Todos acharíamos ridículo em qualquer outra situação se um currículo enviado para uma posição numa empresa fosse avaliado de 0-10, sem qualquer critério de avaliação ou de métrica, e excluído, não por não ser o melhor, mas por não atingir um valor X ou Y. Aparentemente, para uma posição na ciência, que associamos a exactidão, rigor e precisão, esta métrica “faz-de-conta” é aceitável. A manipulação de dados na ciência vai contra um dos pilares mais fulcrais da sua ética, dando direito a retracção de artigos, perda de bolsas de mérito e ostracização por parte da comunidade, mas as entidades nacionais responsáveis aparentam não partilhar essa visão.

Por fim, uma apreciação final quanto à taxa de aprovação: se, de facto, este concurso fosse regido por uma questão de mérito, em que as candidaturas eram avaliadas e seriadas, sendo aprovadas, ou não, consoante atingissem o tal valor de 8/10, teríamos tido uma taxa de aprovação de quase 52%, um valor que poderia ser efectivamente considerado generoso, em linha com o título de “estímulo de emprego científico”, em vez de “concurso de mérito” ou “Excelência no emprego científico”.

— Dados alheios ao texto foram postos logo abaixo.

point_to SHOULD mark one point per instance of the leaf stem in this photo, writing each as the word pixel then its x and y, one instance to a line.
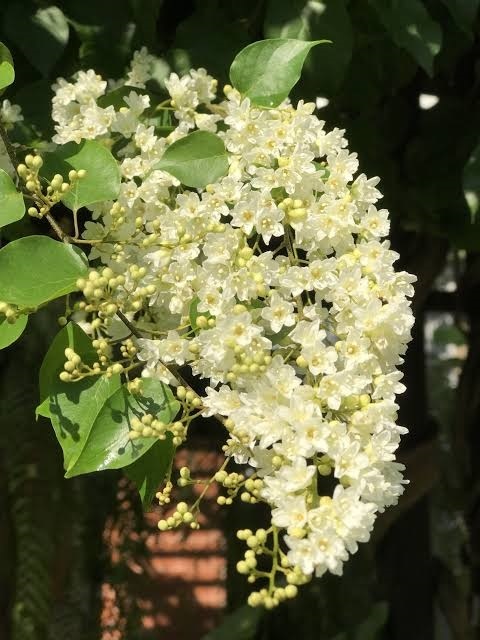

Assim sendo, a gota de água que é o valor de 8,25% não só não pode ser considerado um estímulo ao emprego científico, como na verdade nem sequer é comparável com as taxas de sucesso das bolsas de investigação europeias de excelência, bem mais competitivas e atractivas financeiramente, como o Conselho Europeu de Investigação (12%) ou as Acções Marie Skłodowska-Curie ou a Organização Europeia de Biologia Molecular (ambas com 15%).